[RFC PATCH v2 18/20] hw/arm/smmu-common: Bypass emulated IOTLB for a accel SMMUv3

Shameer Kolothum via posted 20 patches 3 weeks, 4 days ago
[RFC PATCH v2 18/20] hw/arm/smmu-common: Bypass emulated IOTLB for a accel SMMUv3
Posted by Shameer Kolothum via 3 weeks, 4 days ago
From: Nicolin Chen <nicolinc@nvidia.com>

If a vSMMU is configured as a accelerated one, HW IOTLB will be used
and all cache invalidation should be done to the HW IOTLB too, v.s.
the emulated iotlb. In this case, an iommu notifier isn't registered,
as the devices behind a SMMUv3-accel would stay in the system address
space for stage-2 mappings.

However, the KVM code still requests an iommu address space to translate
an MSI doorbell gIOVA via get_msi_address_space() and translate().

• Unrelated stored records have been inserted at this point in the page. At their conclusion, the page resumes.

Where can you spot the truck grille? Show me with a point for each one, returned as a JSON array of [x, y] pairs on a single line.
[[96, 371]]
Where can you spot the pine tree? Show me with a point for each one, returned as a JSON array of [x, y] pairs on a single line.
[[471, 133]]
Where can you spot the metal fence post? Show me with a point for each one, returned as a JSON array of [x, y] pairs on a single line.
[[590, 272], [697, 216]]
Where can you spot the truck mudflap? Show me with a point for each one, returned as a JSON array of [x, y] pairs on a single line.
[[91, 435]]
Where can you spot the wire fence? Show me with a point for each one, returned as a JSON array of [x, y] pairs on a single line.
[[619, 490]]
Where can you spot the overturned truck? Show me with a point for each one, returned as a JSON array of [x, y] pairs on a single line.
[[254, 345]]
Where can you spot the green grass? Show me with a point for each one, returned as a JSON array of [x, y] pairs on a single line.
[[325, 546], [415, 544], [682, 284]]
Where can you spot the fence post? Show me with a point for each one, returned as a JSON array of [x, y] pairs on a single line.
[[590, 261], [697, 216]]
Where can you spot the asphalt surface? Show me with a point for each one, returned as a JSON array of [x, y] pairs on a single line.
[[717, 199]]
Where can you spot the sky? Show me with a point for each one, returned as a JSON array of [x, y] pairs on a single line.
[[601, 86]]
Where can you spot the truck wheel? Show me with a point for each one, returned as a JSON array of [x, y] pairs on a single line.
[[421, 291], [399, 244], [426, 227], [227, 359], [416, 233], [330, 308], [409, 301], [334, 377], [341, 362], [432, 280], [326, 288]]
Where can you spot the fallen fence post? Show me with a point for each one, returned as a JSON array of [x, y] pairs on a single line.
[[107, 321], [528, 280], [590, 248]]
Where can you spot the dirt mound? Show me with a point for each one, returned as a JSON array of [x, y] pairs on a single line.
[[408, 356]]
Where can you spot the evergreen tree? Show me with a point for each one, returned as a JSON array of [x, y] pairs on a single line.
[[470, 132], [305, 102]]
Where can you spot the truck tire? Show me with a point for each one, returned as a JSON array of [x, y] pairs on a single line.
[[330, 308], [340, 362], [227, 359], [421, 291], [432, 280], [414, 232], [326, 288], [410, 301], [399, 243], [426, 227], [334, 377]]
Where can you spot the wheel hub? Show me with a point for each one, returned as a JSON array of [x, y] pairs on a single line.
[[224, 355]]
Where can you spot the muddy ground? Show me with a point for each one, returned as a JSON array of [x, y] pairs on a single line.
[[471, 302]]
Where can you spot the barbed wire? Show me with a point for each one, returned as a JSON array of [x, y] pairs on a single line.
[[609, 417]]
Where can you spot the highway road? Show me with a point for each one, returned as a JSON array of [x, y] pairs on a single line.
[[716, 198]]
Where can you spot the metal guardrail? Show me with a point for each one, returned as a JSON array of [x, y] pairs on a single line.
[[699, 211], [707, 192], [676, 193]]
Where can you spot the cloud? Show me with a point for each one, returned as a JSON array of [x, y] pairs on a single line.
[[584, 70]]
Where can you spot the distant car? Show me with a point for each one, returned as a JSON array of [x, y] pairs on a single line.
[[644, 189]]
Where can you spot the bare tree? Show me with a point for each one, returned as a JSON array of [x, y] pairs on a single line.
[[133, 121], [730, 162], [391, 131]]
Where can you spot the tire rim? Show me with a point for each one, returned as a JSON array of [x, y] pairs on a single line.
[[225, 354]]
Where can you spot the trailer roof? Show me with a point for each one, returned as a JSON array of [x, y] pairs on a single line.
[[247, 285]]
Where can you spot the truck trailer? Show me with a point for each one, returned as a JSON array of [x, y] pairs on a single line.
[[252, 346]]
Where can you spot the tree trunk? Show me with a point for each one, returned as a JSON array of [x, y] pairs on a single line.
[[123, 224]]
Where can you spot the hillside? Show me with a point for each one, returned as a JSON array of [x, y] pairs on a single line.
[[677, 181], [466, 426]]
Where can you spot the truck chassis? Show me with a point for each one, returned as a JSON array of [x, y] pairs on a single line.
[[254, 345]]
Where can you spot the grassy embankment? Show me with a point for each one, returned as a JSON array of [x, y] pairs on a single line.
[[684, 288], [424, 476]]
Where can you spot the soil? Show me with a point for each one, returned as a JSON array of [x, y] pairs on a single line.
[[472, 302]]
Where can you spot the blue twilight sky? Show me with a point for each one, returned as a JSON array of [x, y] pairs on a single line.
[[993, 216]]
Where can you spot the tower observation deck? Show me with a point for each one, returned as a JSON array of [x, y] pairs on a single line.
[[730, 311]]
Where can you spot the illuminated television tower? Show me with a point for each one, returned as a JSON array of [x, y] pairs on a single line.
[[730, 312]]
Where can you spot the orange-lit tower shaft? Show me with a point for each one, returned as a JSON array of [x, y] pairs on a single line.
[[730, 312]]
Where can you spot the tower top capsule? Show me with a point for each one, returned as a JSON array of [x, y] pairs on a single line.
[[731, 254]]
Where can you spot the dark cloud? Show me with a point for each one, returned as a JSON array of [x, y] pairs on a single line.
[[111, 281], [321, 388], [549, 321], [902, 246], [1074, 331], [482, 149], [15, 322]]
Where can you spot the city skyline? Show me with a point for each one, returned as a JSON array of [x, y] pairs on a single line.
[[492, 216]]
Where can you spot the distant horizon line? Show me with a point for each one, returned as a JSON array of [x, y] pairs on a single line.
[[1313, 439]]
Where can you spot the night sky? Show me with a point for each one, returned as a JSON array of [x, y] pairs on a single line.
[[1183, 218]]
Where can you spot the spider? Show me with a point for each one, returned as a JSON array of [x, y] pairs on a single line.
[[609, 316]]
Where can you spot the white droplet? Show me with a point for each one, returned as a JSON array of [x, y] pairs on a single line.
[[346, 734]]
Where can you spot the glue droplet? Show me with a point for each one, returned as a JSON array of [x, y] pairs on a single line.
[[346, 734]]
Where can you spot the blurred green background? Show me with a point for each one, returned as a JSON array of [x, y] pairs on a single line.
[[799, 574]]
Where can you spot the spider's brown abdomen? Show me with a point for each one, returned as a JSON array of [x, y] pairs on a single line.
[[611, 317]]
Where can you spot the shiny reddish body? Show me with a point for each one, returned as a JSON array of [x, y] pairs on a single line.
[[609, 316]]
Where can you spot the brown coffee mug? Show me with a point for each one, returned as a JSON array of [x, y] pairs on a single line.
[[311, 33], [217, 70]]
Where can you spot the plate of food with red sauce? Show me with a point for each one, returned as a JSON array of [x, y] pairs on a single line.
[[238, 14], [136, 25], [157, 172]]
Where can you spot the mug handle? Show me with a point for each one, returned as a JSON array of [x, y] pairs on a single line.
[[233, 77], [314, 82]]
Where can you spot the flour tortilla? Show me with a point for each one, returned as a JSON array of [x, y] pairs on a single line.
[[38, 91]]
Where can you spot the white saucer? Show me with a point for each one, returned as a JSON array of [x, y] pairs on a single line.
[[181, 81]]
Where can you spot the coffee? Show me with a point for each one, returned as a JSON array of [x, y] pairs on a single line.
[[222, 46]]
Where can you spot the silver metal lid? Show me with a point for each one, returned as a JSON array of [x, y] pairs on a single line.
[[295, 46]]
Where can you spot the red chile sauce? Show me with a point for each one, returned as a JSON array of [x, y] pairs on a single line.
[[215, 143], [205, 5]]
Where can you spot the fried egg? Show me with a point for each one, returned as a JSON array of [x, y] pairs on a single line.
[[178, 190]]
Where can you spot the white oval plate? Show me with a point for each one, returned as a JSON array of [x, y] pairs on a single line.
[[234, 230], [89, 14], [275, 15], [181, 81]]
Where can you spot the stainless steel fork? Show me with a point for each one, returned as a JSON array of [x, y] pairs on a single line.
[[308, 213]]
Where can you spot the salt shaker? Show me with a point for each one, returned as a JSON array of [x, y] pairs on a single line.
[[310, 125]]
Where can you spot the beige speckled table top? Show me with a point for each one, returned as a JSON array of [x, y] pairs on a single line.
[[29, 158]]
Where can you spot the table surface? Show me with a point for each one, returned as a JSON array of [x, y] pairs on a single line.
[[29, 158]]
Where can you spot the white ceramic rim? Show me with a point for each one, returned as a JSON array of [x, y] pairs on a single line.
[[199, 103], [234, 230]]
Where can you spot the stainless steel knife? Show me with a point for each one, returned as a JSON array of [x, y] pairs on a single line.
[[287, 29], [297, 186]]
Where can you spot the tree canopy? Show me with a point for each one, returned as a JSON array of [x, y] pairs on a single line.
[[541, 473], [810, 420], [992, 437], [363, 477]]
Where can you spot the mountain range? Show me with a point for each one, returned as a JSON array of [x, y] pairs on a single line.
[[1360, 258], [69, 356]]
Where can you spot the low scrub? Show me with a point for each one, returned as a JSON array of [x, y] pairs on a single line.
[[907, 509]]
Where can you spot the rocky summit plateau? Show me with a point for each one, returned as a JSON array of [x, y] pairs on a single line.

Since a SMMUv3-accel doesn't register an iommu notifier to flush emulated
iotlb, bypass the emulated IOTLB and always walk through the guest-level
IO page table.

Signed-off-by: Nicolin Chen <nicolinc@nvidia.com>
Signed-off-by: Shameer Kolothum <shameerali.kolothum.thodi@huawei.com>
---
 hw/arm/smmu-common.c | 21 +++++++++++++++++++++
 1 file changed, 21 insertions(+)

diff --git a/hw/arm/smmu-common.c b/hw/arm/smmu-common.c
index 9fd455baa0..fd10df8866 100644
--- a/hw/arm/smmu-common.c
+++ b/hw/arm/smmu-common.c
@@ -77,6 +77,17 @@ static SMMUTLBEntry *smmu_iotlb_lookup_all_levels(SMMUState *bs,
     uint8_t level = 4 - (inputsize - 4) / stride;
     SMMUTLBEntry *entry = NULL;
 
+    /*
+     * Stage-1 translation with a accel SMMU in general uses HW IOTLB. However,
+     * KVM still requests for an iommu address space for an MSI fixup by looking
+     * up stage-1 page table. Make sure we don't go through the emulated pathway
+     * so that the emulated iotlb will not need any invalidation.
+     */
+
+    if (bs->accel) {
+        return NULL;
+    }
+
     while (level <= 3) {
         uint64_t subpage_size = 1ULL << level_shift(level, tt->granule_sz);
         uint64_t mask = subpage_size - 1;
@@ -142,6 +153,16 @@ void smmu_iotlb_insert(SMMUState *bs, SMMUTransCfg *cfg, SMMUTLBEntry *new)
     SMMUIOTLBKey *key = g_new0(SMMUIOTLBKey, 1);
     uint8_t tg = (new->granule - 10) / 2;
 
+    /*
+     * Stage-1 translation with a accel SMMU in general uses HW IOTLB. However,
+     * KVM still requests for an iommu address space for an MSI fixup by looking
+     * up stage-1 page table. Make sure we don't go through the emulated pathway
+     * so that the emulated iotlb will not need any invalidation.
+     */
+    if (bs->accel) {
+        return;
+    }
+
     if (g_hash_table_size(bs->iotlb) >= SMMU_IOTLB_MAX_SIZE) {
         smmu_iotlb_inv_all(bs);
     }
-- 
2.34.1
Re: [RFC PATCH v2 18/20] hw/arm/smmu-common: Bypass emulated IOTLB for a accel SMMUv3
Posted by Eric Auger 1 week, 3 days ago

On 3/11/25 3:10 PM, Shameer Kolothum wrote:
> From: Nicolin Chen <nicolinc@nvidia.com>
>
> If a vSMMU is configured as a accelerated one, HW IOTLB will be used
> and all cache invalidation should be done to the HW IOTLB too, v.s.
> the emulated iotlb. In this case, an iommu notifier isn't registered,
> as the devices behind a SMMUv3-accel would stay in the system address
> space for stage-2 mappings.
>
> However, the KVM code still requests an iommu address space to translate
> an MSI doorbell gIOVA via get_msi_address_space() and translate().
In case we you flat MSI mapping, can't we get rid about that problematic?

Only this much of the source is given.